Other important decisions Ming played a role in include: NAACP v. Alabama (holding state's demand for NAACP membership lists unconstitutional), Sipuel v. Board of Regents (striking the exclusion of qualified black students from all-white state law schools), Ward v. Texas (holding the use of coerced confessions in murder prosecutions unconstitutional), Missouri ex rel Gaines v. Canada (holding that states that provide a school to white students must provide in-state education to blacks as well), and Virginia State Bar v. S.W. Tucker (Virginia State Bar's attempt to disbar Samuel Wilbert Tucker non-suited/dismissed).

===King trial===
In Montgomery, Alabama in May 1960, in front of an all-white jury, Ming helped defend Martin Luther King Jr. on perjury charges related to alleged tax evasion, obtaining an acquittal. A "reluctantly admiring" Alabama lawyer was quoted: "Negro or not, he is a master of the law." King wrote of the trial as a "turning point" in his life and praised Ming and his other principal lawyer, Hubert Thomas Delany: "They brought to the courtroom wisdom, courage, and a highly developed art of advocacy; but most important, they brought the lawyers' indomitable determination to win. After a trial of three days, by the sheer strength of their legal arsenal, they overcame the most vicious Southern taboos festering in a virulent and inflamed atmosphere and they persuaded an all-white jury to accept the word of a Negro over that of white men."

King's wife, Coretta Scott King, would later say of the trial: "A southern jury of twelve white men had acquitted Martin. It was a triumph of justice, a miracle that restored your faith in human good."

===Organizations===
In addition to his litigation work, Ming served in leadership and other capacities such as ACLU counsel, National Veterans Organization President, Illinois Commerce Commission attorney, as a member of the Chicago NAACP Branch and the Illinois state Conference of the NAACP and as a member of the NAACP National Board of Directors.

===Academics===
Ming was a professor at both Howard University School of Law and University of Chicago Law School, teaching at the latter from 1947 to 1953, where he became the first African American full-time faculty member at a predominantly white law school. Pauli Murray, a student at Howard under Ming, remembered him as discouraging female students as a young professor, commenting on the first day of class, "I don't know why women come to law school anyway".

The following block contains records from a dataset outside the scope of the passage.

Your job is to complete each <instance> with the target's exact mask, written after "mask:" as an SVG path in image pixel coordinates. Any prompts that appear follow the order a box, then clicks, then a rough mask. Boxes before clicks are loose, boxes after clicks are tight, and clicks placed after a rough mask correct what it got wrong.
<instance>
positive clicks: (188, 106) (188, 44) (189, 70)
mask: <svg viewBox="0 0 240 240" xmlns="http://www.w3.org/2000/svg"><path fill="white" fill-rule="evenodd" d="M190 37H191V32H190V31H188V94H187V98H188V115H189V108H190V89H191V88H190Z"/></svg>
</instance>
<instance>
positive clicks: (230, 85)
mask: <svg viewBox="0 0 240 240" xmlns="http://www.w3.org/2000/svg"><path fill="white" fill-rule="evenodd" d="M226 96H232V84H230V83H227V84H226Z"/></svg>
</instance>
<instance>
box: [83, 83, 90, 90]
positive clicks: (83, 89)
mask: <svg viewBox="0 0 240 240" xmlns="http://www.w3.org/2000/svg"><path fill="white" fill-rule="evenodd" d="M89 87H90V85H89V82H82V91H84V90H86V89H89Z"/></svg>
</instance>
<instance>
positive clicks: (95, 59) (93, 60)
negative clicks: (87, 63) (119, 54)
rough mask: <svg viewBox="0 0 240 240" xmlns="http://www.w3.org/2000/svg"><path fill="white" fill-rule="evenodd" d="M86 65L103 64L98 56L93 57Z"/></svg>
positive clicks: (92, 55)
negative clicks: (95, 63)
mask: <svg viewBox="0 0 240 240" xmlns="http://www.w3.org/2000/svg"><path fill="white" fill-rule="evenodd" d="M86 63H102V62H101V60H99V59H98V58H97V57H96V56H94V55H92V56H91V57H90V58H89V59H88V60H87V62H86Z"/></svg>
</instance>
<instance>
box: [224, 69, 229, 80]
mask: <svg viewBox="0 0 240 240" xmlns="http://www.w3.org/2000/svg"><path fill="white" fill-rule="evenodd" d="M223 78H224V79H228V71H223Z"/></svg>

==Tax evasion and incarceration==
In 1970, Ming was prosecuted for tax evasion and, despite having paid the back taxes and fines, was sentenced to 16 months in prison. In January 1973, he began to serve his sentence. A number of friends and colleagues urged authorities to grant him parole and release from prison. After a stroke, Ming was paroled and sent to Veteran's Research Hospital in Chicago.

==Death and legacy==
Ming died in a hospital in Chicago on June 30, 1973.

In his eulogy, colleague Robert L. Tucker noted Ming's "finer and most productive years were spent in the trenches and upon the blood-stained battlefields" of the Civil Rights Movement.

In April 1974, the NAACP National Board of Directors created the William Robert Ming Advocacy Award to be awarded annually to a lawyer "who exemplifies the spirit of financial and personal sacrifice that Mr. Ming displayed in his legal work for the NAACP."